To the corporate media's shame, it was left to the U.S.-based journalist Amy Goodman to interview Times correspondent Jerome Starkey on her excellent independent news program, Democracy Now! The program reported that a preliminary investigation by the United Nations reinforced Afghan claims that most of the dead were schoolboys (Jerome Starkey interviewed by Amy Goodman, "U.S.-Led Forces Accused of Executing Schoolchildren in Afghanistan," Democracy Now!, January 6, 2010).
Goodman asked Starkey what had been the response of NATO forces to the allegations. He said: "Well, initially, U.S. and NATO forces here were very slow to say anything at all, and that possibly reflects the most secret nature of this raid. The fact that, according to Afghan investigators, these troops appear to have flown to the scene from Kabul appears to confirm speculation that this was an operation carried out by some sort of Special Forces unit, possibly even by some sort of paramilitary unit attached to one of the intelligence agencies, the foreign intelligence agencies, which operate occasionally out of the capital."
Starkey emphasized again that he had spoken to the headmaster who had given him the names and school registration numbers of all of the dead pupils. An additional tragic detail was that the headmaster was an uncle of the eight children.
The Times correspondent was candid that it had not proven possible to verify all of the details of the reported massacre: "Given the nature of the environment, we haven't been able to travel there ourselves, and we've been relying on telephone interviews with people who are there and people who've visited the scene."
But he also made it clear that the U.S.-led occupation authorities were giving out very little information, and had refused Afghan requests to provide details of the gunmen or to hand the men over.

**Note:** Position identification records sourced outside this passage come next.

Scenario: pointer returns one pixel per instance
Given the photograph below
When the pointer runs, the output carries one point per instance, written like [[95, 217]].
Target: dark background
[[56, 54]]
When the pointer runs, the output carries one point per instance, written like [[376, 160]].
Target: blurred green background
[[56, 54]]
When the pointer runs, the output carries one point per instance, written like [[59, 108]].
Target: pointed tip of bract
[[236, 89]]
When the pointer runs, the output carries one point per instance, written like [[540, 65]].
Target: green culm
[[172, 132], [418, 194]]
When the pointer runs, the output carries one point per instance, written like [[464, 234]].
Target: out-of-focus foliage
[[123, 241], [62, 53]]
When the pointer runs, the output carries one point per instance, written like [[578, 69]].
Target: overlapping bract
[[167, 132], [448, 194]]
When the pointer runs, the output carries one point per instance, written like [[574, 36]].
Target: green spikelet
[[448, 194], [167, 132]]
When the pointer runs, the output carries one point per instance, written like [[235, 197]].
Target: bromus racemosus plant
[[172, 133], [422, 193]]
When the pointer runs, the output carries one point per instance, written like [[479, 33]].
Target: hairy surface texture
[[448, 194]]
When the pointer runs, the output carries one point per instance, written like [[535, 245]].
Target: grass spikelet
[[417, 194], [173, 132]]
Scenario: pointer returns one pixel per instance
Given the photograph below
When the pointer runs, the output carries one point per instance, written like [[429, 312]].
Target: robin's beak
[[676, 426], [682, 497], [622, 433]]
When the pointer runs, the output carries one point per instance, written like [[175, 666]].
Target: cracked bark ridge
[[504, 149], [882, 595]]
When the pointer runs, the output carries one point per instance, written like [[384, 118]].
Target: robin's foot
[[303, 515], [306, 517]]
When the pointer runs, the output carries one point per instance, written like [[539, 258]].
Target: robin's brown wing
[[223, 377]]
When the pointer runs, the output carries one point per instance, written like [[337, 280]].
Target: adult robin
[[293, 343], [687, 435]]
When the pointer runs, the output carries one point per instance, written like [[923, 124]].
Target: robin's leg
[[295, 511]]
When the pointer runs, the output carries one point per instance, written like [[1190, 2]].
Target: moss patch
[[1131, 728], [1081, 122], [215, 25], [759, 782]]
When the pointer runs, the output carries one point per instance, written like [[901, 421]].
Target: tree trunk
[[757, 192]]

The reported events are sickening. But we have been unable to find a single mention of the alleged atrocity on the BBC website. We emailed news editors at the BBC, ITN, and Channel 4 News, asking why they had not reported these serious allegations of schoolchildren being executed in a U.S.-led operation. None of them have replied. The lack of interest shown by the British news media in pursuing this story is damning indeed.
The famous maxim of the three wise monkeys who 'See no evil, hear no evil, speak no evil' is an apt description of the corporate media's response to evidence for Western atrocities.